Formation of a multi-layered tissue construct with defined epithelial cell and fibroblast cell layers. A single cell suspension of GFP-16HBE cells was levitated for 2 h in the acoustic bioreactor to allow formation of an epithelial cell sheet with adherens junctions. The epithelial cell sheet was then removed from the bioreactor and placed on top of a confluent layer of DsRed-fibroblasts. (a) After 3 days of co-culture the epithelial cell sheet had grown as a sheet and not penetrated the fibroblast layer. (b,c) Results are representative phase-contrast photomicrographs at 0 h (a) or 72 h (b,c) where 16HBE cells (green), fibroblasts (magenta) or nuclei (blue) are visualised and displayed as a composite Z-stack image. (c) Scale bars are 500 μm (a,b) or 15 μm (c). n = 2.

Figure 8

Functional analysis of the multi-layered airway construct.
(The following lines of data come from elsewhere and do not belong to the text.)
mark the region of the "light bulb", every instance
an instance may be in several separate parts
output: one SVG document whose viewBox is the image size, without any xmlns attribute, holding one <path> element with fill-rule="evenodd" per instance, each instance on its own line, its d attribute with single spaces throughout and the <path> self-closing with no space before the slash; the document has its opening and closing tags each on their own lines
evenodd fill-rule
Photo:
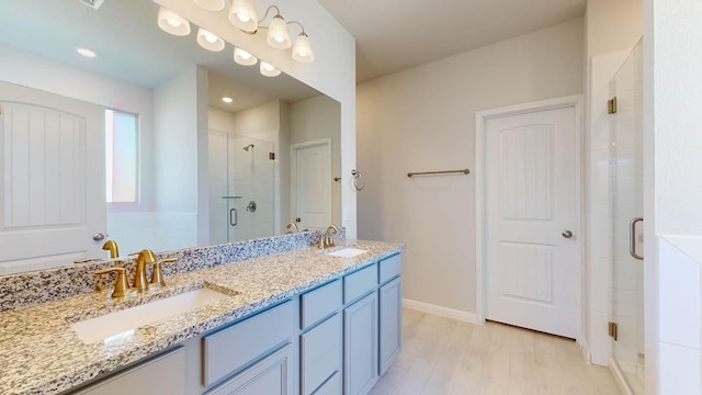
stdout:
<svg viewBox="0 0 702 395">
<path fill-rule="evenodd" d="M 216 35 L 202 27 L 197 30 L 197 44 L 200 44 L 201 47 L 212 52 L 219 52 L 224 49 L 224 40 L 217 37 Z"/>
<path fill-rule="evenodd" d="M 315 60 L 315 53 L 312 49 L 309 37 L 305 33 L 299 33 L 293 46 L 293 59 L 301 63 L 312 63 Z"/>
<path fill-rule="evenodd" d="M 253 66 L 259 59 L 241 48 L 234 48 L 234 61 L 241 66 Z"/>
<path fill-rule="evenodd" d="M 162 7 L 158 9 L 158 26 L 166 33 L 186 36 L 190 34 L 190 22 L 173 11 Z"/>
<path fill-rule="evenodd" d="M 259 29 L 259 15 L 253 0 L 231 0 L 228 19 L 233 25 L 248 33 Z"/>
<path fill-rule="evenodd" d="M 261 74 L 265 77 L 278 77 L 281 70 L 273 67 L 273 65 L 261 60 Z"/>
</svg>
Establishment of an electrically tight epithelial sheet above the fibroblast layer was monitored daily by assessment of transepithelial electrical resistance (TER) (a); following formation of polarised tissue constructs (day 12), they were challenged with a viral mimetic, poly(I:C) (1 μg/ml) and effects on ionic permeability determined by monitoring TER. (b) Results are shown as means ± SD, n = 3–4 of TER readings expressed as Ω.cm² (a) or % t = 0. (b) **P ≤ 0.01, compared to day 1 (Kruskal-Wallis with Dunn’s correction for multiple comparisons) and ⁺P ≤ 0.05 compared to t = 0 (paired two-tailed Student’s t-test).